En ese momento vio que Rabscuttle estaba a su lado.

-Señor, faltan dos conejos, y por la retaguardia están todos bastante mal.

¿Se iban a desmoronar ahora? Sería mejor que continuaran antes de que todos se vinieran abajo. Suplicó a la garza que continuara.

Entonces, en lo que pareció apenas un instante, divisó una franja de castaños de Indias que coronaban una loma verde, muy por encima del nivel de las marismas. Pronto se encontraron trepando por ella, sobre tierra seca.

-Ya hemos salido, ¿verdad? -le preguntó a la garza-. ¿Ya estamos fuera de las marismas?

-Sí -replicó la garza-. Y no volváis nunca más. -Y dicho esto, salió volando, agitando sus alas pesadas con movimientos lentos y grandiosos, sin esperar a que le dieran las gracias.

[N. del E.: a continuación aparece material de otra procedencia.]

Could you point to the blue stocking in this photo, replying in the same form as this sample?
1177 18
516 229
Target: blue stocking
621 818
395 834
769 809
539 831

El-ahrairah llegó a la cima de la loma. Sintió bajo sus patas las raíces secas de un castaño de Indias que sobresalían del suelo. Rabscuttle estaba junto a él. Nunca se había sentido tan aliviado.

El siguiente conejo que vio fue Bardana, que se había sentado allí cerca para observar a los conejos que salían de la marisma y trepaban por la loma. Tal vez Bardana no había sabido estar a la altura de su cargo en un momento de crisis, pero ahora demostró que había otra faceta en su personalidad. Conocía a todos los conejos por su nombre, y se encargó de recibirlos uno a uno, felicitándolos y elogiando su coraje y determinación. Ellos, por su parte, lo apreciaban y respetaban, no cabía duda. Mencionó también a los dos conejos desaparecidos, visiblemente afectado por su pérdida.

-Milenrama y Botón de Oro -le dijo a El-ahrairah con tristeza y pesar-. Dos de los mejores conejos de la madriguera. Hubiera preferido prescindir de cualquier otro.

Y El-ahrairah, que no se había preocupado mucho por aprender los nombres de los conejos, se sintió avergonzado.

Al subir aquella loma se encontraron en el lado de una pradera extensa y exuberante, donde la hierba alta de mitad del verano aguardaba paciente a que la cortaran. Los conejos estaban exhaustos, y se arrastraron hasta la pradera, comieron y cayeron dormidos en seguida.

-Dejemos que hagan lo que mejor les parezca -dijo Bardana-. Se lo han ganado.

El-ahrairah no vio ninguna razón para oponerse.